# Wars by Region & Type

Jenna Jordan

Group members: Jenna Jordan, Dennis Piehl, Gianni Pezzarossi, Xue Lu, and Ryan Wang.

Group name: Allied Against An Anonymous Axis (aka 5A)

Github repo: https://github.com/jenna-jordan/IS590DV-FinalProject

## Introduction

This notebook explores how the Correlates of War and UCDP/PRIO Armed Conflict datasets compare in terms of wars of each type and wars occuring in each world region.
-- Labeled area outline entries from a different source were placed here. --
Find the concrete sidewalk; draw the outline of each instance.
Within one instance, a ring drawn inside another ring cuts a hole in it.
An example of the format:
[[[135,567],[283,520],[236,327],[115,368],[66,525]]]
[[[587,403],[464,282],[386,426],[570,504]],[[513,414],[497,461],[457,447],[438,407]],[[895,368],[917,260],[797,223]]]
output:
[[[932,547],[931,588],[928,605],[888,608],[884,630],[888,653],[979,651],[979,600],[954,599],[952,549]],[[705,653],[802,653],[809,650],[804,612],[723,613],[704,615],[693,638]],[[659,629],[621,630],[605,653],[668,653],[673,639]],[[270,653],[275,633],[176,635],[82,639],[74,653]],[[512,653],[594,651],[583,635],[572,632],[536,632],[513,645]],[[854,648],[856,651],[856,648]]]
These are two different datasets, so there are some noticable differences in the categories - for example, CoW tracks "Oceania" as a region and "Non-State Wars" as a war type, while UCDP/PRIO doesn't have either of these categories. There is also a significant difference in terms of the date range - CoW records wars from 1816 - 2007, while UCDP/PRIO records wars from 1946 - 2018

In [1]:
import pandas as pd
import matplotlib.pyplot as plt
import seaborn as sns

## Wrangle CoW Data

I need to transform the CoW data (already normalized) to get the number of wars per region/type per year.

For the notebook containing my work in normalizing/tidying the CoW war data, please see: https://github.com/jenna-jordan/international-relations-database-extended/blob/master/Wrangle_Data/CoW_Normalize.ipynb

In [2]:
cow_con = pd.read_csv("./Data/CorrelatesOfWar/wars.csv")
cow_par = pd.read_csv("./Data/CorrelatesOfWar/war_participants.csv")
cow_reg = pd.read_csv("./Data/CorrelatesOfWar/war_locations.csv")
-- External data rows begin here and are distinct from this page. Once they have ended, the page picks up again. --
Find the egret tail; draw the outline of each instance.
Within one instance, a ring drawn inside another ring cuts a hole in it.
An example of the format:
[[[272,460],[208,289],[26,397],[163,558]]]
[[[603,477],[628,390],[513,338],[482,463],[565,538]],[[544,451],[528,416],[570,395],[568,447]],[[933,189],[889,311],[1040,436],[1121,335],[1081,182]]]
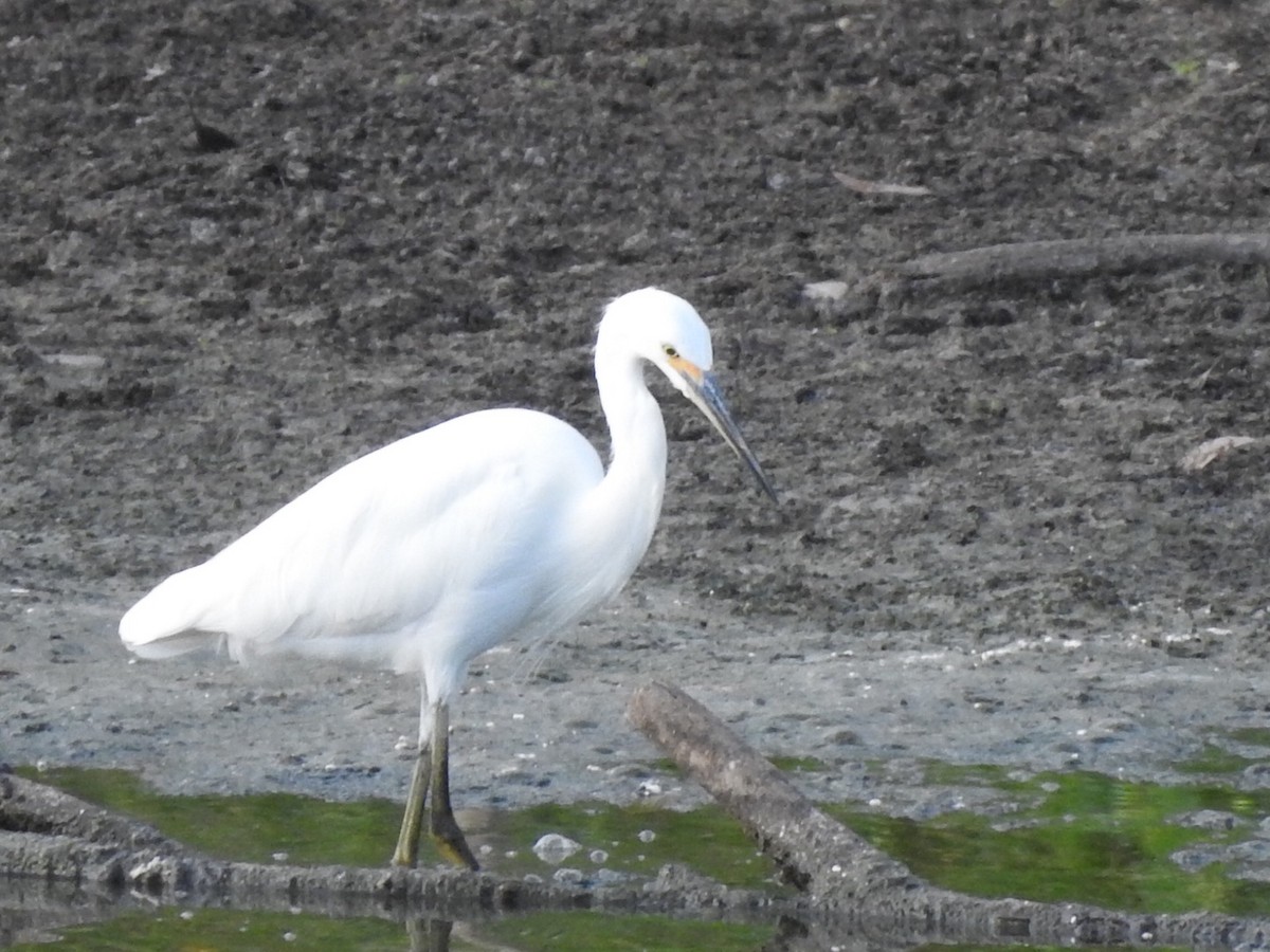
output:
[[[218,632],[199,627],[204,584],[199,569],[177,572],[137,602],[119,621],[119,637],[140,658],[173,658],[216,650]]]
FileNotFoundError: [Errno 2] File b'./Data/CorrelatesOfWar/wars.csv' does not exist: b'./Data/CorrelatesOfWar/wars.csv'

In [None]:
cow_par['StartDate'] = pd.to_datetime(cow_par['StartDate'])
cow_par['EndDate'] = pd.to_datetime(cow_par['EndDate'])
cow_par['EndDate'] = cow_par['EndDate'].fillna('2007-12-31')

In [None]:
cow_merged = cow_par.merge(cow_reg, on='WarID').merge(cow_con, on='WarID').reset_index(drop=True)
cow_merged

code citation for where I originally found this handy way of transforming rows with date ranges into a time series: https://stackoverflow.com/questions/42151886/expanding-pandas-data-frame-with-date-range-in-columns 

Unfortunately, one side effect of this method is that if a conflict is not ongoing at the start of a given year, it will not be recorded in the time series. This may result in a slightly lower number wars per category per year.

In [None]:
cow_war_ts = pd.concat([pd.DataFrame({'year': pd.date_range(row.StartDate, row.EndDate, freq='YS'),
                                        'cow_id': row.PolityID,
                                        'WarID': row.WarID,
                                        'WarRegion': row.Region,
                                        'WarType': row.WarTypeName}, 
                                columns=['year', 'cow_id', 'WarID', 'WarRegion', 'WarType']) 
                           for i, row in cow_merged.iterrows()], ignore_index=True)
cow_war_ts

This is the table I will use to plot the number of wars (CoW) by region (per year)

In [None]:
cow_war_ts_gbregion = cow_war_ts.groupby(['year', 'WarRegion']).agg({'WarID': 'nunique'}).reset_index()
cow_regions_toplot = cow_war_ts_gbregion.pivot(index='year', columns='WarRegion')['WarID'].reset_index().fillna(0)
cow_regions_toplot['year'] = cow_regions_toplot['year'].dt.year
cow_regions_toplot = cow_regions_toplot[cow_regions_toplot['year'] < 2008]
cow_regions_toplot

This is the table I will use to plot the number of wars (CoW) by type (per year)

In [None]:
cow_war_ts_gbtype = cow_war_ts.groupby(['year', 'WarType']).agg({'WarID': 'nunique'}).reset_index()
cow_type_toplot = cow_war_ts_gbtype.pivot(index='year', columns='WarType')['WarID'].reset_index().fillna(0)
cow_type_toplot['year'] = cow_type_toplot['year'].dt.year
cow_type_toplot = cow_type_toplot[cow_type_toplot['year'] < 2008]
cow_type_toplot

## Wrangle UCDP/PRIO data

I need to transform the UCDP/PRIO data (already normalized) to get the number of wars per region/type per year.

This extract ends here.